We are frequently told that certain filmmakers are “distinctive” or that a film is “one of the most autumnal movies ever made” or has “one of film’s most symbolic opening scenes,” but we don’t know who is making these pronouncements or what they mean. Between the purple prose and the lack of context, Cousins’ narration often sounds like a take-home exam written at the very last minute by a very smart student hoping the abundance of poetry will make up for the lack of everything else.

But the clips! Oh my gosh, the clips. From popcorn flicks (Penelope Spheeris’ “Wayne’s World,” Kathryn Bigelow’s “Point Break”) to art-house favorites (Maren Ade’s “Toni Erdmann,” Agnes Varda’s “Vagabond”) and stunners from the global vaults (Wendy Toye’s “All for Mary,” Erika Runge’s “Why Is Frau B. Happy?”), Cousins stuffs each episode to bursting with snippets of films you will want to see more of by directors you’ll want to know better.

The series introduces us to more films and filmmakers than we can begin to absorb (40-plus films are featured in episode two alone), but to his credit, Cousins and his wide-ranging passion will make you want to dig deeper. And to its credit, Turner Classic Movies is here to help.

Throughout the run of “Women Make Film,” TCM will be showing movies by many of the filmmakers featured in the series. Every Tuesday night from Sept. 1 through Dec. 1 will be devoted to films highlighted in that evening’s episode. The lineup includes Dorothy Arzner’s daring “Merrily We Go to Hell” from 1932, Cheryl Dunye’s pioneering 1995 LGBT comedy “The Watermelon Woman,” Mira Nair’s empathetic “Salaam Bombay!” from 1988, and from 1975, Lina Wertmüller’s Oscar-nominated “Seven Beauties.”

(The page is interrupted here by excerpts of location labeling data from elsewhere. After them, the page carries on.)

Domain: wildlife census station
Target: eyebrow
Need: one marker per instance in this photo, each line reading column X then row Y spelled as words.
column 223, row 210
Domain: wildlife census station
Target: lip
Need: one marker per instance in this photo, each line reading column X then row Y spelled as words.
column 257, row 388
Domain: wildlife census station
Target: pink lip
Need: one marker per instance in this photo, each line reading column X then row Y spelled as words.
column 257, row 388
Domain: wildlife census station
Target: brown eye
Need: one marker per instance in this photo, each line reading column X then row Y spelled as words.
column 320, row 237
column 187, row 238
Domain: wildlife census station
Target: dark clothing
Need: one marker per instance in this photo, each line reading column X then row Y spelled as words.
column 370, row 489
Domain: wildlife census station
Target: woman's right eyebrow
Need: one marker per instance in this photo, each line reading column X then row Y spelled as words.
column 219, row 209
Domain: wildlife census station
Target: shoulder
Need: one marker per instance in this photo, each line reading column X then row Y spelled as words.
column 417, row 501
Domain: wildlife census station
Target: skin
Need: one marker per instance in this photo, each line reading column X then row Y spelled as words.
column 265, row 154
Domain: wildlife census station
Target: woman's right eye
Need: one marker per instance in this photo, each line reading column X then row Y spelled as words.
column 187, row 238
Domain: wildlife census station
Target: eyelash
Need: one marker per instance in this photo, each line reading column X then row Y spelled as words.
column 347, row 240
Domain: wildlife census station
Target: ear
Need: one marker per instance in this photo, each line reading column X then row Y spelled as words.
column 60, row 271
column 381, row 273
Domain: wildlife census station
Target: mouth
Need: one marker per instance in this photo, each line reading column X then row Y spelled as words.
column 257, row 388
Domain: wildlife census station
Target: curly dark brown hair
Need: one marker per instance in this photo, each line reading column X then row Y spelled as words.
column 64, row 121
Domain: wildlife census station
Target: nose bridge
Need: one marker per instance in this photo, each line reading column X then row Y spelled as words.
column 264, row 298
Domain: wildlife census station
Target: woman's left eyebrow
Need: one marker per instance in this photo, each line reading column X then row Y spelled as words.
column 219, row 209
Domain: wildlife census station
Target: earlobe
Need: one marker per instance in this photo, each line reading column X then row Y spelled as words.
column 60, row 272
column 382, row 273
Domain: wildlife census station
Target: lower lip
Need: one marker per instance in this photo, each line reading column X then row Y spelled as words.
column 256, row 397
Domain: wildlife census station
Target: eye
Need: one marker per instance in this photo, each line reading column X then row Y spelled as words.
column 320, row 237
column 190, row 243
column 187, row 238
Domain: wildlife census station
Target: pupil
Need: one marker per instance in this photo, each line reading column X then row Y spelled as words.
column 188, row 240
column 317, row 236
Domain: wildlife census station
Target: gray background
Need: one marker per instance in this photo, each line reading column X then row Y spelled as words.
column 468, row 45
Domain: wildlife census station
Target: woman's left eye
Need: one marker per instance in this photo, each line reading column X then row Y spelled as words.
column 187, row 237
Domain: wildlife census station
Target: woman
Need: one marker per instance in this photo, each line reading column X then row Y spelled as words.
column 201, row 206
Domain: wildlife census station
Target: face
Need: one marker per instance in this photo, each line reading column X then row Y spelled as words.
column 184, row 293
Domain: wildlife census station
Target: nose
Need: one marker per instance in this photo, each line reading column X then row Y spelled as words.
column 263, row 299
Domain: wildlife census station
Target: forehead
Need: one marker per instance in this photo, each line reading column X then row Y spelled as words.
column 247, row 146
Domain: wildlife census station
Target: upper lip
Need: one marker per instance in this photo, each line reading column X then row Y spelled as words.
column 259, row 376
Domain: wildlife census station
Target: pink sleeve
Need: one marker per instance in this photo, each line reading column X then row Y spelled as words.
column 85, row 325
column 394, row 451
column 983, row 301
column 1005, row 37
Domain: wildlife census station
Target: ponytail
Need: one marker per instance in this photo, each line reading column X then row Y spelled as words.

There are more treats on the series website (womenmakefilm.tcm.com), including film clips, trailers, filmmaker biographies, and the full film schedule. Yes, “Women Make Film” is going to stress your brain and your eyeballs, but you are going to love the homework.


“Women Make Film” airs Tuesdays at 8 p.m. EDT on Turner Classic Movies, with second showings later the same evening. Check tcm.com for the schedule.


(Karla Peterson is a columnist for the San Diego Union-Tribune.)